Now, we can use the point-slope form of a linear equation to find the equation of the tangent line:
y - y_1 = m(x - x_1)
Let's substitute the values into the equation:
y - 3/2 = (-1/2)(x - (-3))
y - 3/2 = (-1/2)(x + 3)
Simplifying further:
y - 3/2 = (-1/2)x - 3/2
y = (-1/2)x - 3/2 + 3/2
y = (-1/2)x
Therefore, the equation of the tangent line to the graph of f at the point (-3, 3/2) is y = (-1/2)x.
To find the equation of the tangent line to the graph of f at the given point, you can follow these steps:
Step 1: Find the derivative of the function f(x).
Let's find the derivative of f(x) = 27/(x^2+9) using the quotient rule:
f'(x) = [27(x^2+9)' - (x^2+9)(27)'] / (x^2+9)^2
The derivative of the numerator is 27(2x) - 0 (since the derivative of a constant is zero), and the derivative of the denominator is 2(x^2+9).
So, f'(x) = [54x] / (x^2+9)^2.
Step 2: Plug in the x-coordinate of the given point into the derivative to find the slope of the tangent line.
Since the point is (-3, 3/2), plug x = -3 into f'(x):
f'(-3) = [54(-3)] / ((-3)^2+9)^2
= -162 / 36
= -9/2.
Therefore, the slope of the tangent line is -9/2.

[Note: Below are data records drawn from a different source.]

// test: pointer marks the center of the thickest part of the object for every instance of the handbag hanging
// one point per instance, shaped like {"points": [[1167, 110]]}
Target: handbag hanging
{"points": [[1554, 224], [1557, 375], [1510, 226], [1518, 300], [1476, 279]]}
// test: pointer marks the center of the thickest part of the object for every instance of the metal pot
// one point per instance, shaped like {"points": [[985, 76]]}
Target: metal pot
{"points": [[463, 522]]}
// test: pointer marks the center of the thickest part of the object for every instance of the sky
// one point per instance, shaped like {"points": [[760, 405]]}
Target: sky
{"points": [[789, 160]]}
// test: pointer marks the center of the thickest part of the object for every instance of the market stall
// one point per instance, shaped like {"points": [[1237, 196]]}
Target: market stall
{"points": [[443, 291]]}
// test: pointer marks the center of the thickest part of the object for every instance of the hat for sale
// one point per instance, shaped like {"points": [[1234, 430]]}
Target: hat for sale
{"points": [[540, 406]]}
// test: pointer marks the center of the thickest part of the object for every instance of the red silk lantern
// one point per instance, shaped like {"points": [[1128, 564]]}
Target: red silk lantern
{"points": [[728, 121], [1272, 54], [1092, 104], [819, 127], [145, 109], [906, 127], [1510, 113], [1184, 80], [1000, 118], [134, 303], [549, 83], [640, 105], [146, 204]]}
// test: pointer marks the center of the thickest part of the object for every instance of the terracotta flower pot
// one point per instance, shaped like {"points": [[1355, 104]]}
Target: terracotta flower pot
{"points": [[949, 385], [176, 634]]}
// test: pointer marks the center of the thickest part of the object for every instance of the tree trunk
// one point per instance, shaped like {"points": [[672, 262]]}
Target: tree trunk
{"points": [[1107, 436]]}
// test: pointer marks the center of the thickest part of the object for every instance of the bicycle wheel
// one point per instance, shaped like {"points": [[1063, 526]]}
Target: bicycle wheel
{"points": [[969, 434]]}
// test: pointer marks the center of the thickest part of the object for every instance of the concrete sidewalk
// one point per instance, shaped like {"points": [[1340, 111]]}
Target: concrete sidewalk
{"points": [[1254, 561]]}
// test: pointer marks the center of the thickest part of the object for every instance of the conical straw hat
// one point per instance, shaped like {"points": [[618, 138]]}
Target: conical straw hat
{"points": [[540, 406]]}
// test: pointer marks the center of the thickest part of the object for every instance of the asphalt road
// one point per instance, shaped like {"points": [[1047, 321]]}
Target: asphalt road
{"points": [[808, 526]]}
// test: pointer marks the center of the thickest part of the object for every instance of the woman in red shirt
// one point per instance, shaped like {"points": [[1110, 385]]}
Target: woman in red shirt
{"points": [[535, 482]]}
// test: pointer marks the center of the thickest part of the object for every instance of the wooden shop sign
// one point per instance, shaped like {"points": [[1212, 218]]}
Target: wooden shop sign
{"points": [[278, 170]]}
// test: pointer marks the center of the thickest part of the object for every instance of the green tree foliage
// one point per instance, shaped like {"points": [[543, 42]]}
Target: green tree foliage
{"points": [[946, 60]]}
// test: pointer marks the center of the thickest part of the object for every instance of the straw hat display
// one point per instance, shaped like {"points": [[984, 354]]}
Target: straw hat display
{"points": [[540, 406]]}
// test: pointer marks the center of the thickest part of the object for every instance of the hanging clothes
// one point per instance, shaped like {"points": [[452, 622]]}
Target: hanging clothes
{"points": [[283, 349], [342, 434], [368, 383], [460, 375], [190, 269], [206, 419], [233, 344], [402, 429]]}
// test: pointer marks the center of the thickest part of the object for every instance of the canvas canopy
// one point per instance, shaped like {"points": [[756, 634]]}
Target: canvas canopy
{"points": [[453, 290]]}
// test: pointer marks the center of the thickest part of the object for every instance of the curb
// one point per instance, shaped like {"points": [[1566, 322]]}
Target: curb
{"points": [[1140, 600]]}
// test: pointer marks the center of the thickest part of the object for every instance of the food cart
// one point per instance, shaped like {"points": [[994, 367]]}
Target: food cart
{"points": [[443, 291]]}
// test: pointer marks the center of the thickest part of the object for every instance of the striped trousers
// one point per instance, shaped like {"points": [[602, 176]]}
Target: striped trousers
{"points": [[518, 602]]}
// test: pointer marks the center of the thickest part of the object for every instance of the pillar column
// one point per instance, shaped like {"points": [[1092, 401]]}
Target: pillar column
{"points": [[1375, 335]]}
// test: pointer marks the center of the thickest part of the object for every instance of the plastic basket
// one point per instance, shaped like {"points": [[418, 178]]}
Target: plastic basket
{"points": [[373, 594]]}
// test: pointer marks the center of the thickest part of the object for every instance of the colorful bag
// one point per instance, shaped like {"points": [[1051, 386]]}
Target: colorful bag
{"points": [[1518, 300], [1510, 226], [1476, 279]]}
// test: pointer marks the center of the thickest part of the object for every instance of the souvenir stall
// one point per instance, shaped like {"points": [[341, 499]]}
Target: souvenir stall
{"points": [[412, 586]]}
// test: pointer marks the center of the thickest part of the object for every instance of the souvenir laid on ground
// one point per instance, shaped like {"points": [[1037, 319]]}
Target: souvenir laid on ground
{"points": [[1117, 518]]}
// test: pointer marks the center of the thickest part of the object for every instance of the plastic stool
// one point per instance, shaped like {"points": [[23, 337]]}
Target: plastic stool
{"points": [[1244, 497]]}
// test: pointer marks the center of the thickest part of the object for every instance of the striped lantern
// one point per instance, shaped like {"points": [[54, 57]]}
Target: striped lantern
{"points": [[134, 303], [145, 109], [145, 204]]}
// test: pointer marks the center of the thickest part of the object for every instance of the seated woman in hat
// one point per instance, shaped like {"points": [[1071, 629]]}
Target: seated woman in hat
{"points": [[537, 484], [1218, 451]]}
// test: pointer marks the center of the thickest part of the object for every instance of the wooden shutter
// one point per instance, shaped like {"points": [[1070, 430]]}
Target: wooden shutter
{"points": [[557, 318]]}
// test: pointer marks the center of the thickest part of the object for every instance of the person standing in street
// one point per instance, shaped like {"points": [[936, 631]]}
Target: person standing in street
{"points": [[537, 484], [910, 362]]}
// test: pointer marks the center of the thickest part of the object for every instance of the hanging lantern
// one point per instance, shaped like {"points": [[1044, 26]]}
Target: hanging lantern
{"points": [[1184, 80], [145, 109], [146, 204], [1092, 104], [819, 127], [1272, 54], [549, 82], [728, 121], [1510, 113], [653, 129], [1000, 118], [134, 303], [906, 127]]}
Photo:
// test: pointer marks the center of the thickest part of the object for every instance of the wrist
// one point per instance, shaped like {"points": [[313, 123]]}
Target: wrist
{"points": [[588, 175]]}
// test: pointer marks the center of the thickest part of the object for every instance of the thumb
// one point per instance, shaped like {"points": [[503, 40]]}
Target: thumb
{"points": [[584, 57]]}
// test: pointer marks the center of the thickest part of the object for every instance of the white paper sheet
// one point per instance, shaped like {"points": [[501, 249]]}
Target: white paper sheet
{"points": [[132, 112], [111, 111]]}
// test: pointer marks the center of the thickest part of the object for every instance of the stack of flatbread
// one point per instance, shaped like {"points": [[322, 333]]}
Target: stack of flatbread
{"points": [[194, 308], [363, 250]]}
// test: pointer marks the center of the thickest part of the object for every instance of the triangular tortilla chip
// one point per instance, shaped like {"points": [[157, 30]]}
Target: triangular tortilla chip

Step 3: Use the point-slope form of a line (y - y1 = m(x - x1)) to write the equation of the tangent line.
Using the given point (-3, 3/2) and the slope -9/2, we can write the equation as:
y - (3/2) = (-9/2)(x - (-3))
= (-9/2)(x + 3).
Simplifying further, we have:
y - (3/2) = (-9/2)x - (27/2)
= (-9/2)x - 27/2.
Adding (3/2) to both sides, we get:
y = (-9/2)x - 27/2 + 3/2
= (-9/2)x - 24/2
= (-9/2)x - 12.
So, the equation of the tangent line to the graph of f at the given point (-3, 3/2) is y = (-9/2)x - 12.